共通テストの特徴

今年の共通テストの地理は、前回と比べ知識だけで解ける簡単な問題は少なくなりました。長い問題文でまた複数の資料や地図を見て考えなければならず、問題の意図を理解するのに時間を費やします。出題分野は、地理の全分野から満遍なく出題され、地理に関わる諸事象の仕組みや過程を考えながら多面的・多角的に考察する問題が多く出題されました。問題の一部では、一つの問題でも様々分野の知識を考えながら解く問題が出され、悩んだ生徒もいたと思われます。地誌の問題では前年の試験で指摘された一部地域の偏りを是正するため、センター試験でも出題された比較地誌(今回はチリとニュージーランド)が出題されました。また地誌の知識問題は、第4問の地誌だけでなく他の第問でも他の地域や国が出題されため、偏った地誌の勉強ではなく全体的に学ぶことを大事です。全体的に問われた知識は標準的であったが限られた時間内で問題の情報を処理する力が試される試験です。

今後の学習はどうしたら良いの?

1 基礎知識を理解して覚えよう! 系統地理の分野を仕組みや理屈を理解しよう。

「なぜ、ここはこのような気候になるか」「どんな理由でこの場所に工場が立つのか」を地理的な視点で理論的に学ぼう。基礎的な仕組みが理解できた後で、学校のテキストなどで地理用語の暗記をすることが大事です。

 

2 地図帳で確認しよう。 地理の問題では、世界地図を使った問題が多く出題されます。

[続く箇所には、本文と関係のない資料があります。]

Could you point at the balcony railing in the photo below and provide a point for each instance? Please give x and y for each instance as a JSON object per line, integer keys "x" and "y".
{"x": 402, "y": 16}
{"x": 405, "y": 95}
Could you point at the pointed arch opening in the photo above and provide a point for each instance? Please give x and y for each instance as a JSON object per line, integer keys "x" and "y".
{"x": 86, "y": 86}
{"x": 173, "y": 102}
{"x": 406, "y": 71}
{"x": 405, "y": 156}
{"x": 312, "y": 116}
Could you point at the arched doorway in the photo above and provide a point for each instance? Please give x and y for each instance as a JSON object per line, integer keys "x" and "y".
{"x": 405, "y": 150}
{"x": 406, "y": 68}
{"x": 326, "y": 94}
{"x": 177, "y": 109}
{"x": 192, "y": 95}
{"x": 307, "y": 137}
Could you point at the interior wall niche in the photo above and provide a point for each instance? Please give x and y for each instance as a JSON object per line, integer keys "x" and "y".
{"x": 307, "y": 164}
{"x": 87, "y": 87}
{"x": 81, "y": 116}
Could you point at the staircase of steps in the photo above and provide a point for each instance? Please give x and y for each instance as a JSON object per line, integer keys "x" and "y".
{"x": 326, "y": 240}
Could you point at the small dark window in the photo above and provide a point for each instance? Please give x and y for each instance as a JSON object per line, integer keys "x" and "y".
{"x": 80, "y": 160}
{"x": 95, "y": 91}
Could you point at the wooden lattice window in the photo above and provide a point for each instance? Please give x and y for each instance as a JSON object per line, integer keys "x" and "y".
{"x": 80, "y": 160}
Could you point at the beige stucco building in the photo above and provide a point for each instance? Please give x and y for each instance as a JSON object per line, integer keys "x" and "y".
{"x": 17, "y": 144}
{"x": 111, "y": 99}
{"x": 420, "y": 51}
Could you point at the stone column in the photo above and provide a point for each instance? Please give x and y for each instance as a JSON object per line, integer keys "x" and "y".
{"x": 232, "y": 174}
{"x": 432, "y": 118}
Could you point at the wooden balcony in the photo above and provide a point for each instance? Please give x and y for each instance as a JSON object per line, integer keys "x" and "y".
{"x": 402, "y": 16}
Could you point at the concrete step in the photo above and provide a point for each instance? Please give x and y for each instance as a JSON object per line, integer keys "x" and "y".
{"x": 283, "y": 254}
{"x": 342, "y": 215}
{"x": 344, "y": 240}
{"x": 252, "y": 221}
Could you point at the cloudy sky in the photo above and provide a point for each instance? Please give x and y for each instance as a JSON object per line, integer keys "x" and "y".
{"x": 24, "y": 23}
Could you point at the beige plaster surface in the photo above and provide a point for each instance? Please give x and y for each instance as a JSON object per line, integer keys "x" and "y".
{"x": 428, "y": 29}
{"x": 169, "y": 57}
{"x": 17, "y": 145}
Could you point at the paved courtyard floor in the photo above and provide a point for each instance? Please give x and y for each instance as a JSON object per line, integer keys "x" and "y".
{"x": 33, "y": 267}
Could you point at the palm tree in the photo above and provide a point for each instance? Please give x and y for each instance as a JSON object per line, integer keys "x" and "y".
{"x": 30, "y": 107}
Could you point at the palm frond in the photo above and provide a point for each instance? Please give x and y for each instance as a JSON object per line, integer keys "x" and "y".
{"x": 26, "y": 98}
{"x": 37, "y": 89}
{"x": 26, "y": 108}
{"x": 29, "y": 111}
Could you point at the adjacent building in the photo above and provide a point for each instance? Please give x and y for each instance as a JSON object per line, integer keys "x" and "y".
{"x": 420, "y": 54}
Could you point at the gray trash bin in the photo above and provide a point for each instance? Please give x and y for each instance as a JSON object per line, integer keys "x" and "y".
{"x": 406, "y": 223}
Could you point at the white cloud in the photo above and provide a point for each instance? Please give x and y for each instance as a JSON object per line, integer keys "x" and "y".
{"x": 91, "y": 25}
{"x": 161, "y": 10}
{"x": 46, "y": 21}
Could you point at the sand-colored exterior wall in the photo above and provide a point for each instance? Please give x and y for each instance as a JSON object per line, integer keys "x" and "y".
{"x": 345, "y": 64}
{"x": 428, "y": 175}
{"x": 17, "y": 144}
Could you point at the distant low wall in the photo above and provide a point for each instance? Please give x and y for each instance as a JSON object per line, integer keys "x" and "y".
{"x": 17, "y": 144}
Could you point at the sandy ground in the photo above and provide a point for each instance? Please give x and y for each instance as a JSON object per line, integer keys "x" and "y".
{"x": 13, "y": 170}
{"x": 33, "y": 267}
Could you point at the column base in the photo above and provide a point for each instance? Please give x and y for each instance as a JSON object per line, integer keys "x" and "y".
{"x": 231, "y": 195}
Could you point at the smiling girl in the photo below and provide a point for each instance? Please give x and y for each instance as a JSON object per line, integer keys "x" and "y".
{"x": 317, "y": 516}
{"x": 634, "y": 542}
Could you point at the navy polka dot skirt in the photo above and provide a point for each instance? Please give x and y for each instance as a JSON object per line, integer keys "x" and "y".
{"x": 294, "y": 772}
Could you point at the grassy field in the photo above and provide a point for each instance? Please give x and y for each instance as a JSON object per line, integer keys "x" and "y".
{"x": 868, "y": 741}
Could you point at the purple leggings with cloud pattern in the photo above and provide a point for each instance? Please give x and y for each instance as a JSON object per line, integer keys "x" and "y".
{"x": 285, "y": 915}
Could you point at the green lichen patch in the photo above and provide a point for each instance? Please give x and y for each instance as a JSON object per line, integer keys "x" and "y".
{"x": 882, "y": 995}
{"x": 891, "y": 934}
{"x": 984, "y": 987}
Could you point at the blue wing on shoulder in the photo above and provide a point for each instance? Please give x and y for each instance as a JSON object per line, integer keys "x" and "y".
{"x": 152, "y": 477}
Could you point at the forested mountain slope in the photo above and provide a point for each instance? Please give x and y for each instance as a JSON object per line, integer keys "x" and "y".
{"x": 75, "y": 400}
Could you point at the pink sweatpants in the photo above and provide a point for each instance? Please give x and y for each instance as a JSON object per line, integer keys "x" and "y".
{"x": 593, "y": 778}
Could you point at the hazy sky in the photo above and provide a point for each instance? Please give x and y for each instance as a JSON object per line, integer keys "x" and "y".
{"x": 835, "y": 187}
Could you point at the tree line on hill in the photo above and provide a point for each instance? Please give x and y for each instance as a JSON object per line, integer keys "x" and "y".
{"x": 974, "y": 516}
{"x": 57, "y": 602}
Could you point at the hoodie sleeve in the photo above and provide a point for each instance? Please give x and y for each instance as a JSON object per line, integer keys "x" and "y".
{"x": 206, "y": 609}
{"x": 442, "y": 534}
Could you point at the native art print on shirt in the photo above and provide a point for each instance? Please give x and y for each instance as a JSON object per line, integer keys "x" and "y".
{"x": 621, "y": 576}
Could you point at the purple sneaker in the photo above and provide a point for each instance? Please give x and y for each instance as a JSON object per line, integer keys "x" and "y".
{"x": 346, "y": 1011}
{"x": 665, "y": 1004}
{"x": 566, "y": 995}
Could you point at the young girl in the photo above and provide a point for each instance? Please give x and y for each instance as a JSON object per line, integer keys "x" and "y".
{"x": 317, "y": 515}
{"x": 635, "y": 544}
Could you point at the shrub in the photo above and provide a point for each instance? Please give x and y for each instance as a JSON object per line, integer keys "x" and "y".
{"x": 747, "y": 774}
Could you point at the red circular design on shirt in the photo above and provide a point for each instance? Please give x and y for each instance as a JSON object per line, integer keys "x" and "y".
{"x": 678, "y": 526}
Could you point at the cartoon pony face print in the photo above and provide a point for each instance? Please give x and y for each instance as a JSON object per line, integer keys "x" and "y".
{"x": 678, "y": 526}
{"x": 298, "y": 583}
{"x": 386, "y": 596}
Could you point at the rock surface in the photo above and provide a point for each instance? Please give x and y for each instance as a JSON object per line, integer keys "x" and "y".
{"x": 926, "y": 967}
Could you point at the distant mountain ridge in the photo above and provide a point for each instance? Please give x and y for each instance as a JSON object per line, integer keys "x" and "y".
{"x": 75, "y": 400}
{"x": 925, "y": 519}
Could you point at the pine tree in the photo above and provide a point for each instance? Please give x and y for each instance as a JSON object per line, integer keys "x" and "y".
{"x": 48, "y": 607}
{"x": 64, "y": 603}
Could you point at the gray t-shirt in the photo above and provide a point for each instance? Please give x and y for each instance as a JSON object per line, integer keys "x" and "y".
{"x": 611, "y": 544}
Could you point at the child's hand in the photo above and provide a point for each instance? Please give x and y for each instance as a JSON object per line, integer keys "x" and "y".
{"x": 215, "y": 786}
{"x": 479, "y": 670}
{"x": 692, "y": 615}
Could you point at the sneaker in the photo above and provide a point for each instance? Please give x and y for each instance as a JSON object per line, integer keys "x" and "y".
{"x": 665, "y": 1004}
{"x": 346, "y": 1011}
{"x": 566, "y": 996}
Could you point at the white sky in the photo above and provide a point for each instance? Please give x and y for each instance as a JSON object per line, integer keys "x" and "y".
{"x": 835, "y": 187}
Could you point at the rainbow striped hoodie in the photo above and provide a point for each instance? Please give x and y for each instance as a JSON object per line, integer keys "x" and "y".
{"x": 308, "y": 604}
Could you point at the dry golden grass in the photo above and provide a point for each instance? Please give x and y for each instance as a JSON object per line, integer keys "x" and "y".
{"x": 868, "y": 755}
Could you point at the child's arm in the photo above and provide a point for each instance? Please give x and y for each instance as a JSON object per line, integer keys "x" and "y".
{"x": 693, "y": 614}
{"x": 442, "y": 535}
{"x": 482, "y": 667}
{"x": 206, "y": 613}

どこにどの国があるかはもちろんのこと、世界の山脈(新期造山帯、古期造山帯)や世界の気候などを系統地理で理解した仕組みを考えながら地図上でその場所を覚えよう。そうすることで地理的事象の仕組みや変化が地球全体で把握できるようになります。

 

3 グラフ・地図・表の問題に強くなろう!

地理は様々なグラフ問題が出題されます。問題文とグラフ・地図を読み、その問題が聞いている意図を瞬時に理解しないといけません。系統地理で身につけた知識を使って様々なグラフ問題を解こう!